The economic slowdown has prompted some public and private leaders to question whether the world can afford to address climate change now, while others argue that green investments will stimulate the growth we need. There are thoughtful voices on both sides of the debate. In this exclusive video interview, noted economist Nicholas Stern makes the case for investment.

The interview was conducted by McKinsey’s Matt Hirschland in Brussels on January 26, 2009. Click to watch the video, or read the transcript below.

Connecting climate change and economic recovery
Connecting climate change and economic recovery
Economist Nicholas Stern on the downturn and its effect on the climate change agenda.

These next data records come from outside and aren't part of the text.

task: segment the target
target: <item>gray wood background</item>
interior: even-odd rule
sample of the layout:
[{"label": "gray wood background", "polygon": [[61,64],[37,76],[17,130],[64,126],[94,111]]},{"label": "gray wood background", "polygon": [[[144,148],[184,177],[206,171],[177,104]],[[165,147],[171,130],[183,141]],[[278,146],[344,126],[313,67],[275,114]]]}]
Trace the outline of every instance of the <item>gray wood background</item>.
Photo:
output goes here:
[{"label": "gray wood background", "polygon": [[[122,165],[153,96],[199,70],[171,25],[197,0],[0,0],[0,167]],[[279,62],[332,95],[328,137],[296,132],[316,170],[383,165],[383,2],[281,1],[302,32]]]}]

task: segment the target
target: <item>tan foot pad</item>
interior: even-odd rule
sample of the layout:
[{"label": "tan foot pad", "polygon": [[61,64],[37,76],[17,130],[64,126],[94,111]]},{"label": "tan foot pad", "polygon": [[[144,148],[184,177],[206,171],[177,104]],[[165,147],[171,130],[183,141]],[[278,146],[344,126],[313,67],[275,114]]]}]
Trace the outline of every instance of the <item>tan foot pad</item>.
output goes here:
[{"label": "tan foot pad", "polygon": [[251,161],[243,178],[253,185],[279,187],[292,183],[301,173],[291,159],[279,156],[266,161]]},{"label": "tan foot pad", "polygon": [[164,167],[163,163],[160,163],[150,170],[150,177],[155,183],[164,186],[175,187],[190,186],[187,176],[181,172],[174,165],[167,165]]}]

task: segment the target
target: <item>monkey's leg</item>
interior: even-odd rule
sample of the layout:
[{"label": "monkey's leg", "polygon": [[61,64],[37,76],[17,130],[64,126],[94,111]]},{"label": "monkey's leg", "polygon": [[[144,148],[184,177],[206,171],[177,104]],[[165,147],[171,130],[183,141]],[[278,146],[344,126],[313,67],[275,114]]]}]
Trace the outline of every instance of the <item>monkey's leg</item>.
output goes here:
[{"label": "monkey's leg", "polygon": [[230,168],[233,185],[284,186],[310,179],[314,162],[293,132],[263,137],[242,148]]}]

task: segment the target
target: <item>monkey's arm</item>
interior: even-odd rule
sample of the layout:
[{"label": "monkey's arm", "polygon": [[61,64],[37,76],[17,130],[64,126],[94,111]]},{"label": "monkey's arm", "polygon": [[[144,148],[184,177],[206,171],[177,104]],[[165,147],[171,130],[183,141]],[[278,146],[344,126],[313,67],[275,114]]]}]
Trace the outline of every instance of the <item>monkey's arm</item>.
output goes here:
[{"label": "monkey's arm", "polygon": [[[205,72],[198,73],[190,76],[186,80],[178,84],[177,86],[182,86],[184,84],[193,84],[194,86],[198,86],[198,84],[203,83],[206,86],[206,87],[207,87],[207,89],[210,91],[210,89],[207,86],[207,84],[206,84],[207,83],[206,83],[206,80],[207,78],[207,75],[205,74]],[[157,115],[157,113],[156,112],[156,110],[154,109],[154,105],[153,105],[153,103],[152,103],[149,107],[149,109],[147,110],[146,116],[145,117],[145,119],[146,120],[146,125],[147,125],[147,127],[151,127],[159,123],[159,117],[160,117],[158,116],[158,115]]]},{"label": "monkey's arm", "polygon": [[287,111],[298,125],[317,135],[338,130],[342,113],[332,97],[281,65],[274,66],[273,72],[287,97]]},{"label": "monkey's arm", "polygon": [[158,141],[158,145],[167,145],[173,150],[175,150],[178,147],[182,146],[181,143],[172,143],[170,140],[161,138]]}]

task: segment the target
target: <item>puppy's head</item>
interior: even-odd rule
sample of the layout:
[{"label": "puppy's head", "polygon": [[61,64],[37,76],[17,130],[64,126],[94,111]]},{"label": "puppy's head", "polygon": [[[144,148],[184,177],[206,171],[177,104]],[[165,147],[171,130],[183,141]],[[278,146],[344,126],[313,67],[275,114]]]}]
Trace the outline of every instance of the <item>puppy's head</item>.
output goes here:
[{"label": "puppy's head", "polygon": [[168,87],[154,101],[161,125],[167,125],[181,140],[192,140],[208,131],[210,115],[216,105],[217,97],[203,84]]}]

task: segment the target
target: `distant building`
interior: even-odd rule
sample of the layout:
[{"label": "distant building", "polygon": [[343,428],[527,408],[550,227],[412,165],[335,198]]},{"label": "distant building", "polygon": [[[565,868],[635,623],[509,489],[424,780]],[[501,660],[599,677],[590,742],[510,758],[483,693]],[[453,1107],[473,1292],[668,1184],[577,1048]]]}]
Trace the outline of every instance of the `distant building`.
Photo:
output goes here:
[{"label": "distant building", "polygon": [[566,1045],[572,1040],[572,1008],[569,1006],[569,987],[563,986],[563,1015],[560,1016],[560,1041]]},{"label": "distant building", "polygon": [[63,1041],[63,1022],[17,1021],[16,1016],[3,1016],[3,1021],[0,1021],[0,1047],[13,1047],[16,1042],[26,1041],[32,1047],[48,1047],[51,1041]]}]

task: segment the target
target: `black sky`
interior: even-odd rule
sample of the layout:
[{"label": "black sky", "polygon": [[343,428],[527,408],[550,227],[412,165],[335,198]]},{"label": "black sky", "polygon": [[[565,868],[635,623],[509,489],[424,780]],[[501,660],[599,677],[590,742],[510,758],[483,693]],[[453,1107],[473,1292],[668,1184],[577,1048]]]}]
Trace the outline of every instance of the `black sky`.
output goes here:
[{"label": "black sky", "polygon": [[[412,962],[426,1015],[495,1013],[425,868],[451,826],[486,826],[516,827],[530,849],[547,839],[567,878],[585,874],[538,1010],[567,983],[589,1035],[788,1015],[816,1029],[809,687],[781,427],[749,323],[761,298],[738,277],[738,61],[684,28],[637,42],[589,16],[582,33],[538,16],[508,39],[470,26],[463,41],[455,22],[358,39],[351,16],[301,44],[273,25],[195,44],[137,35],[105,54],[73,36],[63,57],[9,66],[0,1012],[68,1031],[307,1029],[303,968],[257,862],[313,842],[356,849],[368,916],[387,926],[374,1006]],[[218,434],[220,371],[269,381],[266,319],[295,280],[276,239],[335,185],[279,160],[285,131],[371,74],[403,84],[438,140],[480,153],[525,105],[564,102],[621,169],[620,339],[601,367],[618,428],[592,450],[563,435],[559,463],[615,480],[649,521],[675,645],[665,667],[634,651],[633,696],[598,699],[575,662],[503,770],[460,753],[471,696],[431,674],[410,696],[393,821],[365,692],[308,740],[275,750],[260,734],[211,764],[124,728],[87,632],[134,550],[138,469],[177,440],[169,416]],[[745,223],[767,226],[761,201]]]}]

Two thousand and nine is a crucially important year. We are in the middle, I hope it’s the middle, of one of the worst economic crises the world has seen—certainly the worst since the 1930s. We have to have a big fiscal stimulus package to pull us out of this. Monetary policy is moving in the right direction, but there’s a limit to what monetary policy can do. This needs a stimulus package probably around 4 percent of world GDP—around $2 trillion, taking all countries together.

The second thing we must have in 2009 is a strong international agreement to deal with an even bigger crisis, which is the climate crisis. That, too, means that we’re under great pressure on time. The longer we delay, the more the greenhouse gasses build up, the more difficult the starting point for action becomes.

The good news is that there are great returns to handling these two things together. But we have to be clear about what’s necessary very quickly, because the basic budgetary decisions are being made now and will be made—have to be made—over the next two or three months. To start taking the decisions on how to reflate the economy on the expenditure and tax side over the next 9 or 12 months is to miss the boat, because we’ve got to get demand back in the economy right now.

So this is a real hurry. Perhaps even faster moves are required on the economic crisis than the climate crisis. In other words, we might have two or three months to work out our response to the economic crisis, and six or nine months to work out our response to climate crisis. But these are both in the here and now—in 2009. I think that they do come together. They come together for a number of reasons. They come together because we should be understanding how we got ourselves into this difficulty in the economic crisis. It was by ignoring risk. It was by not understanding what was going on. It was by postponing action.

And what do we find? The bigger the postponement, the bigger the ignoring of risk, the more troublesome and difficult the outcome. That’s even more true for climate change. And we’ve got to learn that lesson. We should also learn another lesson from the past, of economic fluctuation and economic growth, and that is that when we reflate the economy, we should do it in a way that lays foundation for future growth, that brings on the supply side.

How did we reflate the economy after the bust of the dot-com? We lowered interest rates, had a big asset price bubble, and demand increased on the back of inflated house prices. That’s not sustainable. We need to have a reflationary package, which lays the foundation for future growth. And if we look into the future, it’s actually quite exciting. Because what we see is the biggest technological opportunity that we’ve had for a very long time: as big as the railways, as big as electricity, as big as the motorcar, and, most recently, information technology. It’s the opportunity to go for low-carbon growth.

And we understand, roughly speaking, what technologies are needed. Some of them will be very quick—like insulating houses, promoting energy efficiency—and that will put unemployed construction workers back into work now, this year. Others will be bringing forward infrastructure investment, which takes a little longer. Others, like R&D, have a still further lead time. But we have to put these kinds of packages together.

To take the opportunities of the kind I described, there are a number of things that we have to overcome. One is the idea that the economic crisis takes precedence over the climate crisis. That’s just confusion. That just misses the point about how we can put our policies on these two things together in a very constructive way.

So we can be much more energy efficient. We can insulate our homes and get unemployed construction workers back into work. Those are the kinds of ways in which we can put things together. So to say that first one and then the other is just analytical confusion. We have to look at what’s involved in doing both and see and recognize how one can support the other. So that’s one kind of objection that has to be overcome.

There are bound to be people whose activities are threatened by these kinds of policies. Now, the answer to that is to be constructive: to help with carbon capture and storage through markets for carbon; to promote development activities which do not put such pressure on the forests; to promote the retooling of the car industry so that the less-polluting cars become cheaper to produce, and the demand for those cars starts to appear.

The challenge is to move that change fast enough. I don’t know if we’ll move it fast enough, but at least the understanding of the hurry and the pressure, I think, is increasing in the political leadership around the world.